Temperature-Driven Developmental Modulation of Yield Response to Nitrogen in Wheat and Maize

SADRAS, VICTOR O.; GIORDANO, NICOLAS; CORRENDO, ADRIAN; COSSANI, C. MARIANO; FERREYRA, JUAN M.; CAVIGLIA, OCTAVIO P.; COULTER, JEFFREY A.; CIAMPITTI, IGNACIO A.; LOLLATO, ROMULO P.

Frontiers in Agronomy

Frontiers Media S.A.

Año: 2022 vol. 4

Nitrogen management is central to the economic and environmental dimensions of agricultural sustainability. Yield response to nitrogen fertilisation results from multiple interacting factors. Theoretical frameworks are lagging for the interaction between nitrogen and air temperature, the focus of this study. We analyse the relation between yield response to nitrogen fertiliser and air temperature in the critical period of yield formation for spring wheat in Australia, winter wheat in the US, and maize in both the US and Argentina. Our framework assumes (i) yield response to nitrogen fertiliser is primarily related to grain number per m2, (ii) grain number is a function of three traits: the duration of the critical period, growth rate during the critical period, and reproductive allocation, and (iii) all three traits vary non-linearly with temperature. We show that “high” nitrogen supply may be positive, neutral, or negative for yield under “high” temperature, depending on the part of the response curve captured experimentally. The relationship between yield response to nitrogen and mean temperature in the critical period was strong in wheat and weak in maize.
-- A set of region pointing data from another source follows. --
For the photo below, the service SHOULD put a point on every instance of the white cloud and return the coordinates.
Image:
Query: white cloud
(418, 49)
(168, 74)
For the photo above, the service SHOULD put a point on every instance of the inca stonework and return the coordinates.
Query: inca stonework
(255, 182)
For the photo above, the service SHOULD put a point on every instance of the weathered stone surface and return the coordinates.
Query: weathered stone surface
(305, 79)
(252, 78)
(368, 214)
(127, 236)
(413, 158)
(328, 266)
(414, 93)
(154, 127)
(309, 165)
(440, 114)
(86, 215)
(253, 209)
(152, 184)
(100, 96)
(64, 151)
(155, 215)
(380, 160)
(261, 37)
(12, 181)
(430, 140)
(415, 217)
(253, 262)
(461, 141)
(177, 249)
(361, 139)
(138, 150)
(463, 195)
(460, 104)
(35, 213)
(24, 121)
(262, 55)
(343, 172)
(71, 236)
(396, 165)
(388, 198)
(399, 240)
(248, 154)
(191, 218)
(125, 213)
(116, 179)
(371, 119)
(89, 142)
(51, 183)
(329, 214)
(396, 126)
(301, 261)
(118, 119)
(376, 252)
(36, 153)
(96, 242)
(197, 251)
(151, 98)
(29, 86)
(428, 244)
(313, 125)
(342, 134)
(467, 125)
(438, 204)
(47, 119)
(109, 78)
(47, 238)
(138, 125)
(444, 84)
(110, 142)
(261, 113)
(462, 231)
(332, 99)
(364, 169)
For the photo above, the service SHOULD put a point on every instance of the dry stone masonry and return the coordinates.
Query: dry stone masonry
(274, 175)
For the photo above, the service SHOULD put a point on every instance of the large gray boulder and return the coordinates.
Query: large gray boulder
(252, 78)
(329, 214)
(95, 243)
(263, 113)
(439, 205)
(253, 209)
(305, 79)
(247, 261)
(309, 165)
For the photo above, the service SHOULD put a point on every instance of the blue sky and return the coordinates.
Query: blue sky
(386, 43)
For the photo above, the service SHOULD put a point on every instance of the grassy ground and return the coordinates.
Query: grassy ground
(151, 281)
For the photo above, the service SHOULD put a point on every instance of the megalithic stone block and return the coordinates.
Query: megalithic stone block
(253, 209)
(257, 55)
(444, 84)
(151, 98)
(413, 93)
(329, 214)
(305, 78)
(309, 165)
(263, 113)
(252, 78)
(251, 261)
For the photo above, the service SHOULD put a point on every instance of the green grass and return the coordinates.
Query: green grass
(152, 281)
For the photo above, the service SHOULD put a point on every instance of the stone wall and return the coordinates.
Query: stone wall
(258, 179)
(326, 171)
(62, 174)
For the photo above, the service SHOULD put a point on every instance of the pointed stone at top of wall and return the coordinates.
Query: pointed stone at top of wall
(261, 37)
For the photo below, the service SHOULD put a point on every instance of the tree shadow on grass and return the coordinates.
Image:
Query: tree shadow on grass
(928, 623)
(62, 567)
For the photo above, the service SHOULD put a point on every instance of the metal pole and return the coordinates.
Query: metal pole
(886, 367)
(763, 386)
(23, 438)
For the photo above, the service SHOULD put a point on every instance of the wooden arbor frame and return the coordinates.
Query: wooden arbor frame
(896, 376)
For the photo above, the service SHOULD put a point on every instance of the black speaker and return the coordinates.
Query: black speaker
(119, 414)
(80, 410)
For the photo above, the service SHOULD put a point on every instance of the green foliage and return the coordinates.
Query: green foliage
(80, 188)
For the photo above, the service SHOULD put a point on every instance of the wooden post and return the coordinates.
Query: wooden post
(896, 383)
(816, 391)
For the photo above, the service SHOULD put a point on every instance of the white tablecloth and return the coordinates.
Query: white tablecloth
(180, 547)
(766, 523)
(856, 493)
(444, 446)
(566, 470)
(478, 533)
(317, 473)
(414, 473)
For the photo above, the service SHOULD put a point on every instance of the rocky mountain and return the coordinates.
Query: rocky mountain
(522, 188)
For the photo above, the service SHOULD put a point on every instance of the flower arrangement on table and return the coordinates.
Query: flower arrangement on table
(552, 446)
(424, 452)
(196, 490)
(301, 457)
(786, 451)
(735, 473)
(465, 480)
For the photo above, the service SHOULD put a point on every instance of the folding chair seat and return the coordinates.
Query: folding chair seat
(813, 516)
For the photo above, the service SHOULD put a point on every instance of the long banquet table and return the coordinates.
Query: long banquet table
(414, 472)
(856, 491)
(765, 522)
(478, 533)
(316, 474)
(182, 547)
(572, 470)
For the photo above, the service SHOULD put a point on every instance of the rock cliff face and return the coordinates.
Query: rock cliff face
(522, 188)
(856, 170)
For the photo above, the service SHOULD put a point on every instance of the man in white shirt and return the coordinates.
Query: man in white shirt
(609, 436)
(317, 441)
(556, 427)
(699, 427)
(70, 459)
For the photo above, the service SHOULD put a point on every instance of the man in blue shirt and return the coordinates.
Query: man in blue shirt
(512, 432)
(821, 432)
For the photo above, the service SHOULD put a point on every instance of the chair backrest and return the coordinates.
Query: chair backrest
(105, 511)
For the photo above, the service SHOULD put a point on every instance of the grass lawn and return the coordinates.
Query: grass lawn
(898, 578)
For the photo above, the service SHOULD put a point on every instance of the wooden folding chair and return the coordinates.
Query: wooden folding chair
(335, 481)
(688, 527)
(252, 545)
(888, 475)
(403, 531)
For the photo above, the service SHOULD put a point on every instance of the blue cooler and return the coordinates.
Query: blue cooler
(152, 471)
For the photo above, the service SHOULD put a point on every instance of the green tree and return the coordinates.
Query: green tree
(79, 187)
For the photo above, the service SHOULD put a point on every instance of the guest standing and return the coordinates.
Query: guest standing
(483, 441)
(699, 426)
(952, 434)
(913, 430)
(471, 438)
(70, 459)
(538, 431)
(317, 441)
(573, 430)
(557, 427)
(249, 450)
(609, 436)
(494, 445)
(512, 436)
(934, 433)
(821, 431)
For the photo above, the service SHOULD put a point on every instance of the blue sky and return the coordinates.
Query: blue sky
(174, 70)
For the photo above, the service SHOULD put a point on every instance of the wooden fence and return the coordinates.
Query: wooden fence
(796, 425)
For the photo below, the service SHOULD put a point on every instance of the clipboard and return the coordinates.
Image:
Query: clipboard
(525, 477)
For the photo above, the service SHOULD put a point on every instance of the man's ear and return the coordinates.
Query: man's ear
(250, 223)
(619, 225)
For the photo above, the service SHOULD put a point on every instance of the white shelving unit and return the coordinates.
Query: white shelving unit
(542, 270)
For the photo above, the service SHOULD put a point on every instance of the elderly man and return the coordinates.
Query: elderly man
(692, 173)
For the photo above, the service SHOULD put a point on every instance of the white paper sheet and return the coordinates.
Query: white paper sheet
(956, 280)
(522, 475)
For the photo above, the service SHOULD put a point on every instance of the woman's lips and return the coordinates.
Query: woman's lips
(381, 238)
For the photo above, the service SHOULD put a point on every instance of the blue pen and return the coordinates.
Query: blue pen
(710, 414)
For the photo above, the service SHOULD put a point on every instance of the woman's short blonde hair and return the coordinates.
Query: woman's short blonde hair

Negative associations for both spring wheat in Australia and winter wheat with low initial soil nitrogen (< 20 kg N ha-1) in the US highlight the dominant influence of a shorter critical period with higher temperature; with high initial soil nitrogen (> 120 kg N ha-1) that favoured grain number and compromised grain fill, the relation between yield response to nitrogen and temperature was positive for winter wheat. The framework is particularly insightful where data did not match predictions; a non-linear function integrating development, carbon assimilation and reproductive partitioning bounded the pooled data for maize in the US and Argentina, where water regime, previous crop, and soil nitrogen overrode the effect of temperature on yield response to nitrogen fertilisation.